「宇宙のサバ缶」の物語が書籍化された。野口聡一・宇宙飛行士が国際宇宙ステーション(ISS)長期滞在中に食リポした「サバ醤油味付け缶詰」の開発ドキュメント「さばの缶づめ、宇宙へいく」(税込1650円)が1月17日、イースト・プレス社から発売された。

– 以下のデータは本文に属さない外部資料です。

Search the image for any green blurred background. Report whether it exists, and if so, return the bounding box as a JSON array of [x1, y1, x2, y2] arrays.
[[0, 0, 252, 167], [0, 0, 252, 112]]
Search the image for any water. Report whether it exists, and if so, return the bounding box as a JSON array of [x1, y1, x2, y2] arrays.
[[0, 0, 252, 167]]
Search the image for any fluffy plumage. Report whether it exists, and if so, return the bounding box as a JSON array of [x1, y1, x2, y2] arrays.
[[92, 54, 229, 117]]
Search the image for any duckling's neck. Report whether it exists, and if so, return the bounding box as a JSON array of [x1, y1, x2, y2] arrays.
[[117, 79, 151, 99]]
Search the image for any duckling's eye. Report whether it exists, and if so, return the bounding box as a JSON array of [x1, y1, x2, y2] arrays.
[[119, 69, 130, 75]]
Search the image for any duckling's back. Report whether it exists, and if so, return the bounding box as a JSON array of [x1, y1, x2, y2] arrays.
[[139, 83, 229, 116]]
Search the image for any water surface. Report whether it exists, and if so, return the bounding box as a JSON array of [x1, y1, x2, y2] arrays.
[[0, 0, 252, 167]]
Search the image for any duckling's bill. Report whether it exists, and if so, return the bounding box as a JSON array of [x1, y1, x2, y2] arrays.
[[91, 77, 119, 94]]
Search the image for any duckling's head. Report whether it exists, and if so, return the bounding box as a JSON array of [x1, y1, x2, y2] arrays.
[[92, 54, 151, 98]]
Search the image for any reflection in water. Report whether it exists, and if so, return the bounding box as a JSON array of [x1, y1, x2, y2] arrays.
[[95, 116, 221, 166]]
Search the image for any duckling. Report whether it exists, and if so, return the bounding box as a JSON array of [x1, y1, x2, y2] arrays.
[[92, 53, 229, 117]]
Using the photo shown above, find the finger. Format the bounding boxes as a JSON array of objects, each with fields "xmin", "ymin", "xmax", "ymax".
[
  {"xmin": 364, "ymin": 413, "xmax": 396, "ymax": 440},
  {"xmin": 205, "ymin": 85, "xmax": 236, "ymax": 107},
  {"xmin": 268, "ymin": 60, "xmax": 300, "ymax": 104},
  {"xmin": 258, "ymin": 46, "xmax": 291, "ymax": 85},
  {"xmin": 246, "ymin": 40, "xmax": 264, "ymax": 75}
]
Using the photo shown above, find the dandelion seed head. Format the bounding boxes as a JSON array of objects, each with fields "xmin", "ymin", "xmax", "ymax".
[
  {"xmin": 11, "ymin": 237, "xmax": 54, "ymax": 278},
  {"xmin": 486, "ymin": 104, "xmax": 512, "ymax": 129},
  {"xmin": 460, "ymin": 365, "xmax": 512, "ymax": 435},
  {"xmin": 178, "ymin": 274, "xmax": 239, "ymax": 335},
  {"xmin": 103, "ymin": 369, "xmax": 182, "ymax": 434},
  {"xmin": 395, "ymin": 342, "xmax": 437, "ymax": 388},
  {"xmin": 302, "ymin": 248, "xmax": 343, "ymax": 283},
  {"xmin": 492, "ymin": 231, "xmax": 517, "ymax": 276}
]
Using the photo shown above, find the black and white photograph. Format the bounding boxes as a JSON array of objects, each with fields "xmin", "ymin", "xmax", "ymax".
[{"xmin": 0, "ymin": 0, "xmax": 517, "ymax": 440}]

2020年11月、野口氏がISS最初の活動報告としてYouTube「Real Life on ISS 001」で紹介し、世界的に知られるようになったこのサバ缶は、福井県立若狭高校が製作したもの。食品メーカーや研究所ではなく、過去に例を見ない高校の開発ということでも話題となった。
統合前の小浜水産高校から始まった14年に渡るストーリーが、担当教諭の小坂康之氏と宇宙ライターの林公代氏によって生き生きと描かれている。
林氏は「取材を進めると宇宙食実現までに教育困難状態、学校存続の危機などさまざまな困難や葛藤があったことを知りました。しかし生徒の頑張りに大人たちが情熱をかき立てられ、地域住民も巻き込み乗り越えていく。環境問題や地域活性化などへのヒントにあふれた本だと自負します。特に夢をあきらめかけている大人たちに是非読んでほしい」と話している。